CityBaseInc / airbrake_client

Airbrake client to report errors and exceptions to Airbrake.io.
Other
0 stars 1 forks source link

Handle errors from HTTP requests #22

Open jdfrens opened 3 years ago

jdfrens commented 3 years ago

I and another developer have had problems testing Airbrake.report/2 today. Unfortunately, Airbrake.report/2 always returns :ok with no output or logging, even if the HTTPoison.post/3 fails.

The situation

We make the HTTP POST in Airbrake.Worker.send_report/3 (a private function):

https://github.com/CityBaseInc/airbrake_client/blob/d81d95c27db0ba3c8a71fb7396c91f9a5d4e5a44/lib/airbrake/worker.ex#L114

The value returned here is never used or pattern-matched against.

I filled in the necessary values and ran the equivalent command from the iex console, and I got {:error, %HTTPoison.Error{id: nil, reason: :timeout}} as a response sometimes; other times I would get a 200 OK success.

I tried setting timeout options: [timeout: 50_000, recv_timeout: 50_000]. Now the requests always go through, but I'm getting a lot of 500s (with a giant "Internal Server" HTML page as the body). So ultimately it seems that there is a problem on the Airbrake.io side of things.

So an internal server error from Aibrake.io is bad, but not under our control. This library should react to a problem like this better that ignoring it.

Options

Right now, airbrake_client swallows these errors completely. This is not ideal; it would be nice if there were some record of the problem.

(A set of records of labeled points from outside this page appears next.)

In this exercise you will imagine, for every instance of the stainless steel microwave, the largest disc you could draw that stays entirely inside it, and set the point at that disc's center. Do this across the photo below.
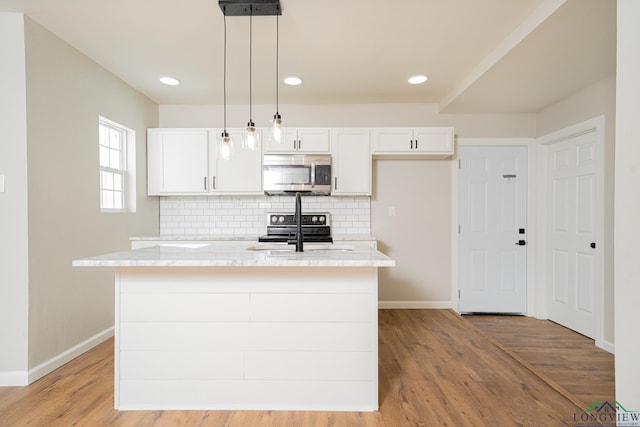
(287, 174)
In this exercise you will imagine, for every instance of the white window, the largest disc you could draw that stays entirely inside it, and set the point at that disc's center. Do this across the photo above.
(117, 167)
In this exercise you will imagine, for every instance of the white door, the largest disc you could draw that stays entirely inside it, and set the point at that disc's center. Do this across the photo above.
(572, 247)
(493, 221)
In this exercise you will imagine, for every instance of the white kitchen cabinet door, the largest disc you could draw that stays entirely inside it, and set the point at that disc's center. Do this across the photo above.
(302, 140)
(430, 142)
(351, 162)
(240, 175)
(177, 161)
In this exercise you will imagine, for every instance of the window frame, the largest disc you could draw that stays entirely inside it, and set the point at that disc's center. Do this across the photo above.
(126, 162)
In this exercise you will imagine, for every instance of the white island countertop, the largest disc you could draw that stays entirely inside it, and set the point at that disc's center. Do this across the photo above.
(253, 255)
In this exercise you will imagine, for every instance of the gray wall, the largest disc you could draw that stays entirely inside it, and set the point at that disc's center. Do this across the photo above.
(51, 211)
(66, 93)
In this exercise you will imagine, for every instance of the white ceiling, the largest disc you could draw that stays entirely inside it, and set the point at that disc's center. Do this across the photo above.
(481, 56)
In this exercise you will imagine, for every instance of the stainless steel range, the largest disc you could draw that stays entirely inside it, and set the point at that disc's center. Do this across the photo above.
(281, 227)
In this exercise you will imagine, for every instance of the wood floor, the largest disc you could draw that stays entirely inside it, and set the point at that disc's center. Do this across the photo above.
(568, 361)
(436, 369)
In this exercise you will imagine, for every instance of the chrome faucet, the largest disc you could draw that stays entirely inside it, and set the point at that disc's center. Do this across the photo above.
(298, 218)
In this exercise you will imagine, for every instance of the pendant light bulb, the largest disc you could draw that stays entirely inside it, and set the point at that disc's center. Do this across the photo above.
(277, 129)
(225, 147)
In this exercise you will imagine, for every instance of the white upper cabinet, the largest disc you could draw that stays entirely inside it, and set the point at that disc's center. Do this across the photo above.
(185, 161)
(178, 161)
(242, 174)
(351, 162)
(431, 142)
(302, 140)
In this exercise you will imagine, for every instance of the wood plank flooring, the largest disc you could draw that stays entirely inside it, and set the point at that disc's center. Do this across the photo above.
(435, 369)
(567, 360)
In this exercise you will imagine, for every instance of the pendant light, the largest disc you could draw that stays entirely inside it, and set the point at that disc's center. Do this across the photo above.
(225, 144)
(251, 140)
(277, 131)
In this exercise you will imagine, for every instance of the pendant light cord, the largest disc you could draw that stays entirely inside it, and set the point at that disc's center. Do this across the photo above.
(250, 63)
(224, 75)
(277, 59)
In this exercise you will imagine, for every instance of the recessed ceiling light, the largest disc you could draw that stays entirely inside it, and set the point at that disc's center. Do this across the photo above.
(292, 81)
(170, 81)
(417, 79)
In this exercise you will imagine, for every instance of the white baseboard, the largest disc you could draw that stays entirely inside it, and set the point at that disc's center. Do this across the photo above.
(416, 305)
(66, 356)
(13, 378)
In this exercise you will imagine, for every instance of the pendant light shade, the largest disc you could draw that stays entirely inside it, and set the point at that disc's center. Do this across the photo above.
(225, 143)
(251, 137)
(277, 129)
(225, 147)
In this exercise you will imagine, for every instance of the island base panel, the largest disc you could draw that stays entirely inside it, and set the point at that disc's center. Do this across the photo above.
(246, 338)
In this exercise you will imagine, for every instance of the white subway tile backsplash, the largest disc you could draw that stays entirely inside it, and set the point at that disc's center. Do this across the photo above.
(246, 216)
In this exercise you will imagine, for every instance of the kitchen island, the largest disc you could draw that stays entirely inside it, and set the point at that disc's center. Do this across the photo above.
(218, 327)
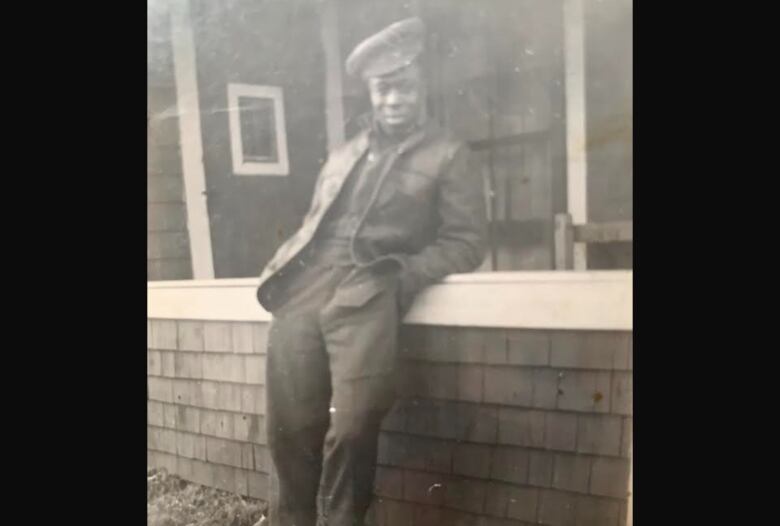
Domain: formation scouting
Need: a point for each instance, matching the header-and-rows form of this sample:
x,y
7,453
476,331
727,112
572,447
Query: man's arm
x,y
461,240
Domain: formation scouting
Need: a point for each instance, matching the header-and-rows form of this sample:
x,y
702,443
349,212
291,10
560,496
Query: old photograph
x,y
389,262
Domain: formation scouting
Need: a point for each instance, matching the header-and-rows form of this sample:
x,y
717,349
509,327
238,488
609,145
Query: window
x,y
257,130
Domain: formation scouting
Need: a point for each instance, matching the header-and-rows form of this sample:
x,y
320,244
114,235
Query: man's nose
x,y
393,98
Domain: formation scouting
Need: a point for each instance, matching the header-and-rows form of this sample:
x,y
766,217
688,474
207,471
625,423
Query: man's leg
x,y
361,343
298,395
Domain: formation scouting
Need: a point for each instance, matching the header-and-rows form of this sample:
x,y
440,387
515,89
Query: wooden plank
x,y
191,143
576,143
610,232
334,102
564,242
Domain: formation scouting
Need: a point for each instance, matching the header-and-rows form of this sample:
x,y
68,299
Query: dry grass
x,y
172,501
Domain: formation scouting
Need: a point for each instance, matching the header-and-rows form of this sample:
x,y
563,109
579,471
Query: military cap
x,y
393,48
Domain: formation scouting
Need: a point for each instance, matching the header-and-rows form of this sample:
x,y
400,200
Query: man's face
x,y
397,99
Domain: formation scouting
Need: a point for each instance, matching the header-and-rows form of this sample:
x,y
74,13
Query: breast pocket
x,y
407,188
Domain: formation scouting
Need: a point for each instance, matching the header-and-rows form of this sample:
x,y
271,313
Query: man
x,y
395,209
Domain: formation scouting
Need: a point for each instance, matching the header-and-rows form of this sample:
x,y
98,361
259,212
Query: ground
x,y
172,501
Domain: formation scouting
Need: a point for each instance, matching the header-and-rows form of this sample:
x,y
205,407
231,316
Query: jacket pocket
x,y
407,187
359,288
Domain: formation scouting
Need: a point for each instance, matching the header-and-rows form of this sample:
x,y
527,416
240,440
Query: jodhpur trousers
x,y
331,360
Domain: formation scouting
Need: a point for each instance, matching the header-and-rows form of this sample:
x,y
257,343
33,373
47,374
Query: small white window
x,y
258,139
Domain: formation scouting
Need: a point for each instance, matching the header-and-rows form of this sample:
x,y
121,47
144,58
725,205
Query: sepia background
x,y
517,402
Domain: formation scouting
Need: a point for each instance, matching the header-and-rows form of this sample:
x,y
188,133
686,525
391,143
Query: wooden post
x,y
334,104
576,144
185,73
564,242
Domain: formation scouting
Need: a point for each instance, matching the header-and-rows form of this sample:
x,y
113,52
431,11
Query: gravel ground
x,y
171,501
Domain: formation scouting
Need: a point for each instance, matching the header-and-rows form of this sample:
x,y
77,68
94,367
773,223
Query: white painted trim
x,y
576,131
190,140
241,167
542,300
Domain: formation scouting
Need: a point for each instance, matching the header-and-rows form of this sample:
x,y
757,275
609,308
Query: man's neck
x,y
384,139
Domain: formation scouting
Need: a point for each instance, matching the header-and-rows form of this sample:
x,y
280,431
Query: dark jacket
x,y
426,216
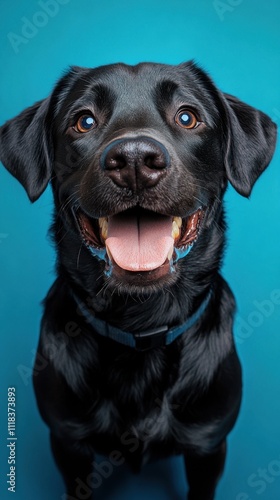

Some options we might like to consider:

  1. Bump up the timeouts.
    • By default they are 8s to make a connection, 5s to wait for a response. Of course, the longer the timeout, the more it could become a bottleneck.
    • This only solves timeout errors. An internal server error from Airbrake.io isn't handled any better with just this solution.
  2. Log the error.
  3. Retry the POST.
    • Try the call three times in the code, maybe with greater timeouts each time (especially with a timeout error).
    • Send the request back to the Airbrake.Worker process.
    • Queue up requests to send later.

1 and 2 have simple solutions that could be effective. All of the solutions to 3 raises the complexity of the library significantly, and when a solution breaks, it'll break even harder than what we have now (thrashing processes and supervisors).